Yesterday I got a phone call from Nancy, our wonderful San Jose LDS Family Services secretary, telling me that Sacramento sent them a letter of acknowledgement -- essentially -- "We have the forms that you want to send out for the background checks." Well, I don't even know if they've been sent out to those states yet. How long have those papers been sitting on someone's desk before they were even looked at for Pete's sake!

So, those two things have made my faith waiver tonight. It makes me sad. I wonder, when will it happen? When the time is right, I know. But tonight, I'm struggling with that simple answer.

Tonight I'll go to bed...read a bit of The Help (which is a fabulous book by the way), and I'm sure to feel a little better tomorrow. But for now, I'm sad.

Goodnight.

P.S. Thanks for all your comments the other day -- it helped a lot. I have an appointment to check out the place Wednesday morning.

Thursday, June 3, 2010

I Just Don't Know

So, there's this place called Scribbles and Giggles. Sounds great right? I mean, really, who doesn't want to scribble and giggle all day long? Certainly not me. I wouldn't want to miss out on that action any day of the week. So, if it's so great, why the dilemma. Wait, let me first tell you the dilemma.

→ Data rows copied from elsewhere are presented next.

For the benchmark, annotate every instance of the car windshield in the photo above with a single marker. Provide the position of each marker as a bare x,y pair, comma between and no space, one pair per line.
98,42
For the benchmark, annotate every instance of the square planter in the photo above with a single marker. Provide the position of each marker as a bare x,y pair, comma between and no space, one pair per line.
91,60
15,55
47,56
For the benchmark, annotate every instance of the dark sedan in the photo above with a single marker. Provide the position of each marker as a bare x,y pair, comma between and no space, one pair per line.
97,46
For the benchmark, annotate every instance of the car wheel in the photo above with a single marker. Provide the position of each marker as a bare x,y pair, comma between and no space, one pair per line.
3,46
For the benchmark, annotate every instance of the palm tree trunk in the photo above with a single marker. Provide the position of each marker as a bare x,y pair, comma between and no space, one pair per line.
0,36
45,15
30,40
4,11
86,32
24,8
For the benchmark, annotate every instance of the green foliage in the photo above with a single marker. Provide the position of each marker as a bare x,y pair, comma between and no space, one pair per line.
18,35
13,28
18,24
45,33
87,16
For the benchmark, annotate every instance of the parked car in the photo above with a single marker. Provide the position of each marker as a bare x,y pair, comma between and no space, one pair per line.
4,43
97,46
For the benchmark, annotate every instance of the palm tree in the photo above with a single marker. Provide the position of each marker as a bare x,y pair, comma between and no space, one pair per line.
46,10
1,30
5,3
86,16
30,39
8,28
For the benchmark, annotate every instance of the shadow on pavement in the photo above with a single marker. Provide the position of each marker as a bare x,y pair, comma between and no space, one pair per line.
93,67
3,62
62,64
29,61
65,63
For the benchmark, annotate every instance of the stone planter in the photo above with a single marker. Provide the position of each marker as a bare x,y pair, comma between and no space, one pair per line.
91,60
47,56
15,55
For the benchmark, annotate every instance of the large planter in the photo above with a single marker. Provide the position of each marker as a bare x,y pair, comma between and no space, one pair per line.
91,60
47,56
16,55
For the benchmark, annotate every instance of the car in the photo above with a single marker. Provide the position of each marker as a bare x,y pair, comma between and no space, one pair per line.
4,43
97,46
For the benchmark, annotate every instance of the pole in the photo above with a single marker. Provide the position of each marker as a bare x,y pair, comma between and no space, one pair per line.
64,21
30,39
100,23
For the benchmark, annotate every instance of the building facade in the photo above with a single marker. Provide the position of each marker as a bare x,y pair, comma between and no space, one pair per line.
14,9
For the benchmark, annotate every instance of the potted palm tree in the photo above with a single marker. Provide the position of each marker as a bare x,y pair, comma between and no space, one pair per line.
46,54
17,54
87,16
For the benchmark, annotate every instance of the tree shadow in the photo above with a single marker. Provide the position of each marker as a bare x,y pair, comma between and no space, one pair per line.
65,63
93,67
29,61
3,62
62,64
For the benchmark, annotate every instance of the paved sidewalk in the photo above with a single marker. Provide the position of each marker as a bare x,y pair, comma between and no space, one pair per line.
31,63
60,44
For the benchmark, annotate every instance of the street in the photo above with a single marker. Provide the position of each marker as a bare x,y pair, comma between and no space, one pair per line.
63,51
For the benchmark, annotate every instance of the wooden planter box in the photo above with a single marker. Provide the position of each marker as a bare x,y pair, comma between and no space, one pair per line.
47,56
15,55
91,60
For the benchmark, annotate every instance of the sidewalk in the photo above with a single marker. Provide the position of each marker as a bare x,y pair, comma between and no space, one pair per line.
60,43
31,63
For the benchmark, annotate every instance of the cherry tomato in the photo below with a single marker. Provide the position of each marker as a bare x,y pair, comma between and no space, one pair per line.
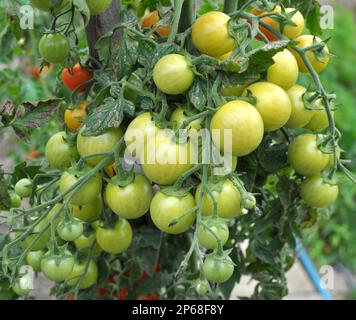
218,269
90,277
207,239
59,152
87,193
300,115
272,103
172,74
97,7
164,161
88,212
54,47
246,124
317,193
97,144
210,34
34,258
69,231
47,5
131,201
165,209
74,118
76,77
117,239
318,63
284,72
305,156
23,188
57,267
228,200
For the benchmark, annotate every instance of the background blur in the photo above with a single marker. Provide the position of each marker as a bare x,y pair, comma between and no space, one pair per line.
331,241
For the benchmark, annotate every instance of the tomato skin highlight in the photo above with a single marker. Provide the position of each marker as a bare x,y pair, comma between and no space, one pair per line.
273,104
317,193
172,74
318,65
117,239
305,156
54,47
59,153
164,209
210,34
75,78
246,124
284,72
131,201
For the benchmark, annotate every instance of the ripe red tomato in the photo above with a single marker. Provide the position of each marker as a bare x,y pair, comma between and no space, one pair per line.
76,77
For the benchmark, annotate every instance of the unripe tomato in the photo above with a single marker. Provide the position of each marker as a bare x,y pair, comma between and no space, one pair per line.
131,201
74,118
59,153
246,124
210,34
87,193
70,231
228,200
57,267
218,269
23,188
305,156
76,77
165,209
163,160
97,7
34,258
102,143
88,212
300,115
319,64
46,5
172,74
206,237
54,47
317,193
320,120
90,277
272,103
117,239
284,72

It's about our lil' Samsquatch. See, this Scribbles and Giggles is a "Pediatric Day Health Center." Translation: Day Care for Special Needs Kiddos Great. Samantha's bus driver has given me brochures and keeps suggesting to me that I should call them to set things up. She said she takes kids there all the time right after school. I've thought about it on and off. You have to attend once a week to keep your spot. They are full now, but when I called to gather more information, they said they'd have openings in July -- that's fine. I'm in no rush whatsoever.

The idea would be this:
Once a week (Wednesdays because they are "short" days at school), the bus takes her to Scribbles and Giggles. That would give me 3 extra hours to get things done around here. Then I go there to pick her up. All the employees are nurses, and the building (I am told) is connected to a hospital. You have to medically qualify -- so not just any kid can go there. All the kids have special needs and require a certain level of attention.

Pros:
* I'd have an extra few hours on Wednesdays
* Sammy may learn to be a little more independent entering a new atmosphere
* It gives her other social opportunities outside of school and church
* Insurance pays for it
* I'd have an extra few hours on Wednesdays -- wait, did I mention that already?

Cons:
* Essentially she'd be attending day care, and I'm not sure how I feel about that
* I wouldn't be with Samantha during those few extra hours that I'd have on those Wednesdays, and I wonder if it's worth it
* I might miss her

So, what do I do? I'm scheduling a fancy schmancy tour so I can see their program. I think it's more than just sitting around and playing. When the kind lady on the phone suggested I take a tour to see their facility and program, it sounded like there was more to it than just a day care -- and I know they do therapy and activities there. hmmm hmmmm indeed. I told the kind lady on the phone that I wasn't sure I was going to do it...putting Sammy on the bus was hard enough. She laughed and said she understood. I don't think she really did understand, but I'll give her the benefit of the doubt. The questions that are swirling around in my mind are -- am I a bad mom for thinking of doing this? What makes me believe that I need to do this? Would it actually make a difference (because maybe it would be more of a pain 'cause I have to drive there and pick her up anyway)? Does this make me a bad mom? Does this make me a bad mom? Does this make me a bad mom? Because I really really don't want to be a bad mom. If it were someone else asking me this, I'd say, "Girl, do it. This doesn't make you a bad mom." But if I'm feeling slightly guilty, than maybe I'm being selfish or something. But then I think...I felt guilty for putting Sammy on the BUS. What's a mom to do?! Heavens to Betsy!